“Mustafa Kemal Samsun’a çıktığı vakit durum kötüdür.

Ethem ve Demirci Efe çeteleri Batı’da daha gelecek ay harekete geçecekler.

Yunan yürüyüşünü aksatıcı bir dayatma henüz yok.

İtalyanların Konya’da, Antalya’da, Akşehir, Fethiye, Afyon, Marmaris, Bodrum, Burdur, Milas, Bucak, Kuşadası’nda askerleri var.

Sanki barış olup da nüfuz bölgelerinde iş görmeye sıra gelmiş gibi Antalya, Burdur, Bolvadin demiryolu için uzmanları ile ilgili çalışmalar başlatmışlar. Fransızlar Kilikya’ya ve Güney bölgelerimize yerleşmekte.

Rumlar nispetsiz azınlıklarına rağmen Sivas vilayetlerinin Amasya ve Tokat gibi sancaklarında bile yirmi bir çete ile harekete geçmişler.

Maksat güvenlik olmadığını göstermek ve müdahale bahanesi yaratmak.

İngiliz subayları ile o kadar sıkı temasları var ki Havza’daki alay komutanı bir taburla haydutları yakalamak için bir köyü abluka edince Merzifon’dan otomobilleri ile gelen İngiliz subayları hemen müdahale etmiştir.

İstanbul hükümetinin kaymakamı da Rum Margaret Efendi.

Bağımsız Pontus hükümeti kurma kışkırtıcılığı alabildiğine.

Rusya’daki bütün Rumları getirip kıyı ve hinterlandı bölgesine yerleştirmek istediklerini gören Türk halkı da ayaklanmıştır.

Bir sürü çete de onlardan.

Doğu’da Brest Litovst antlaşması ile aldığımız üç vilayeti geri vermiştik.

Kars ve Sarıkamış’ta on bin Ermeni askeri toplandığı haberi var.

Arkalarında Batum’a giren İngilizler.

İki İngiliz subayı Ermeni kuvvetlerinin başında Nahçıvan ve çevresi Türk köylerini almıştı.

Fransız Cumhurbaşkanı, Ermeni lideri Bogos Nobas Paşa aracılığı ile Ermeni Generali Antran’ı kabul etmiştir.

Ermenistan davacılarının hayalleri geniş: Yedi ilimizi alıp Kilikya’ya kadar uzanmak.

İngilizler Van, Bitlis, Diyarbakır, Musul vilayetlerindeki Kürtleri de kışkırtmakta.

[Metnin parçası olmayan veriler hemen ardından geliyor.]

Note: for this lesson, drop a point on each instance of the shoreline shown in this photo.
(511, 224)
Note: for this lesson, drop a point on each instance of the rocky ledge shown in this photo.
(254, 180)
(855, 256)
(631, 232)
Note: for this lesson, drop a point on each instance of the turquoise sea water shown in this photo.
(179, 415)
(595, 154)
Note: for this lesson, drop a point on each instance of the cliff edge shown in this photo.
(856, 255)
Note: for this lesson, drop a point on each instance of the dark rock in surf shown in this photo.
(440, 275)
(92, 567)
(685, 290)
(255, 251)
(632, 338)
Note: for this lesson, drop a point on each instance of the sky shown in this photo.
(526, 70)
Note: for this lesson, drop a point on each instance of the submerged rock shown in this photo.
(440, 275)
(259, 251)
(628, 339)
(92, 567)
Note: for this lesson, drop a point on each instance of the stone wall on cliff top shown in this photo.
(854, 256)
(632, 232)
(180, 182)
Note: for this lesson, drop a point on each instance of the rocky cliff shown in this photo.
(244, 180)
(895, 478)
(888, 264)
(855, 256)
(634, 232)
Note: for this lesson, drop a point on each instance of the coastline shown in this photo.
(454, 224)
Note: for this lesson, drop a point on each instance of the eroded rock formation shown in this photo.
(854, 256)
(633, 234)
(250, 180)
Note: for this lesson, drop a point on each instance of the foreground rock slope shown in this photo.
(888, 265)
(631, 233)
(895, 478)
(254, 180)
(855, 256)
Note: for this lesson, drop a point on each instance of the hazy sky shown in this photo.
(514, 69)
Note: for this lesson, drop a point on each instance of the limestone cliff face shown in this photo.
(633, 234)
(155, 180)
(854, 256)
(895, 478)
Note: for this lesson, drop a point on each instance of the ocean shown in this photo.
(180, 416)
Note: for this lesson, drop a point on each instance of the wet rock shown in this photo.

İstanbul’da bir dernekleri ve gazeteleri var.

Babanoğulları ve Abdullah Cevdet gibi Osmanlı aydınları işin içinde.

Hürriyet ve İtilaf, Kürtlere otonomi verme yolunda bir protokol imzalanmıştır.

Hiçbiri gizli de değildir.

Biz Türkler her gün gazeteleri açtığımızda vatanımızın nasıl parçalanma yolunda olduğunu okuyoruz.

Anadolu’nun ortasında belki de denize yolu bile olmayan bir beylik olarak kalacağız. (Falih Rıfkı ATAY. Çankaya. S: 179-180. 1969. İstanbul)

Bu durum yalnızca ülkenin küçük bir bölümündeki kısa bir not.

Yaklaşık 6 milyon kilometre kare büyüklüğündeki bir ülkenin, padişahın yaşadığı 200 bin kilometre kareye düşürülmüş olmasının;

1. Buna sebep olanlar ile

2. Bu hacmi 779 bin kilometre kareye yükseltenler arasında sizce hangi sorun var?